Increase in mRNAs encoding neonatal II and III sodium channel alpha-isoforms during kainate-induced seizures in adult rat hippocampus.

Subtypes I, II and III of sodium channel alpha-subunit mRNAs were analyzed in adult rat brain areas after kainate-induced seizures. Tissue samples were microdissected from occipital neocortex, CA1 and CA3 hippocampus areas and dentate gyrus. Three reverse transcriptase-polymerase chain reaction (RT-PCR) protocols were undertaken to amplify these mRNAs.
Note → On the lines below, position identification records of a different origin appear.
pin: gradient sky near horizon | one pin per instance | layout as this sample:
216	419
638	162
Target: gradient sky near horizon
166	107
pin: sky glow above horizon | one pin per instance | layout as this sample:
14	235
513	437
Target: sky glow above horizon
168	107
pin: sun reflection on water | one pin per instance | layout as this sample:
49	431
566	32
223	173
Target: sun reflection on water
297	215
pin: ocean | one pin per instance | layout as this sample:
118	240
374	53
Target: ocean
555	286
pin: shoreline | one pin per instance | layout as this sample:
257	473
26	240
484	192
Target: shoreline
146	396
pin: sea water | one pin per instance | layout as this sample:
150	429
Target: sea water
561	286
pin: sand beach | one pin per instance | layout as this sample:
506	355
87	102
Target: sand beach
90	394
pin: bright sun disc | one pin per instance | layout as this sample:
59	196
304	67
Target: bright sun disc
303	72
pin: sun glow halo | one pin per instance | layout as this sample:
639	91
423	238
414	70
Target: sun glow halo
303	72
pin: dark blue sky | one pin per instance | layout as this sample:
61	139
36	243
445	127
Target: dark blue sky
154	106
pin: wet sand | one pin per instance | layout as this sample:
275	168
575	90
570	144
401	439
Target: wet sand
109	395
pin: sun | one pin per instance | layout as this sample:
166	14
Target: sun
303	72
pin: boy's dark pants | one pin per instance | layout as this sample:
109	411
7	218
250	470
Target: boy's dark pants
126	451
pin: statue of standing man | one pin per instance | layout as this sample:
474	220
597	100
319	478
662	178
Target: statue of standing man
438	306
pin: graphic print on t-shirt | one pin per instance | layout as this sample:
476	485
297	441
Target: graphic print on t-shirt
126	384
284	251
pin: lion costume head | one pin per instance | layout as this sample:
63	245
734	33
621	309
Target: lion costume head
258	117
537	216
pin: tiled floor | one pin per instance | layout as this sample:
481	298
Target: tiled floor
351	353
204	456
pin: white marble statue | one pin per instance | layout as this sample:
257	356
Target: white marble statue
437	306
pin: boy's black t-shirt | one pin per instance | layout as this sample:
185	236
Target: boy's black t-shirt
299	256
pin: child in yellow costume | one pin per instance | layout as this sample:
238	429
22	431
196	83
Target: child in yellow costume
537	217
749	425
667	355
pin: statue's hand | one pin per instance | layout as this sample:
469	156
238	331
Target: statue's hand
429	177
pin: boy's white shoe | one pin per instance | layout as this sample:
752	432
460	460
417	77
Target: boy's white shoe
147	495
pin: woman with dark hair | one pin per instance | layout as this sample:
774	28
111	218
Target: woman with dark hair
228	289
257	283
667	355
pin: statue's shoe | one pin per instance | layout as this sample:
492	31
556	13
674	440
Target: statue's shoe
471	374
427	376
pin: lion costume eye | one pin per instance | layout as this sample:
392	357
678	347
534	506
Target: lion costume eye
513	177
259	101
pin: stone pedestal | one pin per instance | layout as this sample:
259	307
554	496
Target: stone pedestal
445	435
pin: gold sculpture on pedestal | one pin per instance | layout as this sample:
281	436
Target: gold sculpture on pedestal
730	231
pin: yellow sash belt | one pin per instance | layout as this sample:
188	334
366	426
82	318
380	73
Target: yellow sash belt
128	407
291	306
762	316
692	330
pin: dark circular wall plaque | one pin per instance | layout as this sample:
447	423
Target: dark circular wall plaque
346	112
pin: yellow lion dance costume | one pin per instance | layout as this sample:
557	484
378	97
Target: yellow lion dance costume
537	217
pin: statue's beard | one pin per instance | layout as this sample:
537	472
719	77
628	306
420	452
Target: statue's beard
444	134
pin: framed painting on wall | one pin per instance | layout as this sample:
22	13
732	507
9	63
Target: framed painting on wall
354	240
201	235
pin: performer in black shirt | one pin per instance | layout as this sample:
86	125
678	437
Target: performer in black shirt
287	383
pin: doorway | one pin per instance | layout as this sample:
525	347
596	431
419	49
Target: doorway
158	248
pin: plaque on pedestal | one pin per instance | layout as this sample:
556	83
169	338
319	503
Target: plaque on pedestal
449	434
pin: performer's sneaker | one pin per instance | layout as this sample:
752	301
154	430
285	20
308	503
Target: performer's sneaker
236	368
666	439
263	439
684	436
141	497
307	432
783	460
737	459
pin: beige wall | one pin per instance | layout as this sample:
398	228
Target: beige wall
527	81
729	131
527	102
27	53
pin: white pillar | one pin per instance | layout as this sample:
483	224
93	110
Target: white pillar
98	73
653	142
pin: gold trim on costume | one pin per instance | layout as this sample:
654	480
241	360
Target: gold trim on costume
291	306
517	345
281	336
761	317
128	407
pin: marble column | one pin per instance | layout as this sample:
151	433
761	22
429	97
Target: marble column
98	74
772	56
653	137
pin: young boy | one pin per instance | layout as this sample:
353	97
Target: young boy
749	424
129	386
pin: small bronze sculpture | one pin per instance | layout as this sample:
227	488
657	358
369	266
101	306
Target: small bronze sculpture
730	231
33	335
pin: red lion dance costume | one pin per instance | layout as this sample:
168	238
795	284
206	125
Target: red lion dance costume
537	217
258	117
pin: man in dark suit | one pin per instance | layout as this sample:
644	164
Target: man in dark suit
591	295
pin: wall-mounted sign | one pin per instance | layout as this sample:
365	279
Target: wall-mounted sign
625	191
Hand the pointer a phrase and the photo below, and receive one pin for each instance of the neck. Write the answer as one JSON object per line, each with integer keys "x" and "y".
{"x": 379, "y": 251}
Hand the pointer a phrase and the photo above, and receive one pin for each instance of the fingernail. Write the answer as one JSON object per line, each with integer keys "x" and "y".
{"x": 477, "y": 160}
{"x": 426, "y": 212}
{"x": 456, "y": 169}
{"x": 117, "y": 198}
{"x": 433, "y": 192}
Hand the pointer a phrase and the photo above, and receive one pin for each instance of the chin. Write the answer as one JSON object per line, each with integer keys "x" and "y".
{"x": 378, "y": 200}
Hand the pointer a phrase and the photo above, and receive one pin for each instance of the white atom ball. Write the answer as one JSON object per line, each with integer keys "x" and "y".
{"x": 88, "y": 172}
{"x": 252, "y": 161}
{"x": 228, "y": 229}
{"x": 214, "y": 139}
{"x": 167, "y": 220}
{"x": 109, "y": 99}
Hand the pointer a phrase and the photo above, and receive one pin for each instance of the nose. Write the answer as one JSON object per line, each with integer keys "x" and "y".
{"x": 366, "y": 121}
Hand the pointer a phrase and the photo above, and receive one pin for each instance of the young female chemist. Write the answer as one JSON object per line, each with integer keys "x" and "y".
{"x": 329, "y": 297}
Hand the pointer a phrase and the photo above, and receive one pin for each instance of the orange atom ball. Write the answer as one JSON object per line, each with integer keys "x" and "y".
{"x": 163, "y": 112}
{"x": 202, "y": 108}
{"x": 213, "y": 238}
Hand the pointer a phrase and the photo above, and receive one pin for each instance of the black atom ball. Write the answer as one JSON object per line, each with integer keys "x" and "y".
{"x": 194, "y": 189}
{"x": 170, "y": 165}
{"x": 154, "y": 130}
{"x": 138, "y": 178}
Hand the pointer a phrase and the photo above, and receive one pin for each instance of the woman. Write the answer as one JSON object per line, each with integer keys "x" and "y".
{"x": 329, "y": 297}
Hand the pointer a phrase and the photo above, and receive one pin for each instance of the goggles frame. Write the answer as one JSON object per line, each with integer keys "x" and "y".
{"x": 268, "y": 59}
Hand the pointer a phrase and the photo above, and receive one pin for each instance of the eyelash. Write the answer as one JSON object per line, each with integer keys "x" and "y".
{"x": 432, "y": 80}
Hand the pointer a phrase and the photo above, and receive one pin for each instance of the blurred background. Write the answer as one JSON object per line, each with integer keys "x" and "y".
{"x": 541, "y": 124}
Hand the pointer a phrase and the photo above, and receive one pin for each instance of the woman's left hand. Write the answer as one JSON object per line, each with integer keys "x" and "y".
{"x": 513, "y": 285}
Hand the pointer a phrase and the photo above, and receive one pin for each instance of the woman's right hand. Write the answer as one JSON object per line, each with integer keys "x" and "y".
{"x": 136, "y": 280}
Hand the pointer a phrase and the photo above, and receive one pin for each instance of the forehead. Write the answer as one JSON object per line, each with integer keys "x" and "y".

Amplification products were then distinguished after digestion by restriction enzymes, electrophoresis separation and densitometric analysis of gel profiles. PCR 1 evidenced the relative percentage of mRNAs I, II and III as well as neonatal II and III subtype isoforms, which resulted from an alternative splicing. PCR 2 and 3 were performed to focus on the neonatal vs. adult ratio in II and III subtypes, respectively. Seizures were shown to induce an increase in both neonatal subtypes, which suggested an alteration at the splicing level. These changes exhibited a peculiar brain regional distribution, the maximal effect being observed in dentate gyrus and hippocampus CA1 area. In situ hybridization experiments, using a digoxigenin-labeled oligonucleotide probe-specific for neonatal II and III mRNAs, confirmed this increase in neonatal mRNA subtypes. These changes were transient, reaching a maximum 6 h after drug injection, then disappearing between 12 and 48 h. They were prevented by a pre-treatment of animals by MK-801, a non-competitive antagonist of NMDA receptors. This work, thus, suggested that KA-induced seizures can be accompanied by transient alteration in the splicing pattern of sodium channel alpha-subunit mRNAs which resulted in an increase in expression of their neonatal isoforms within localized areas of adult rat brain.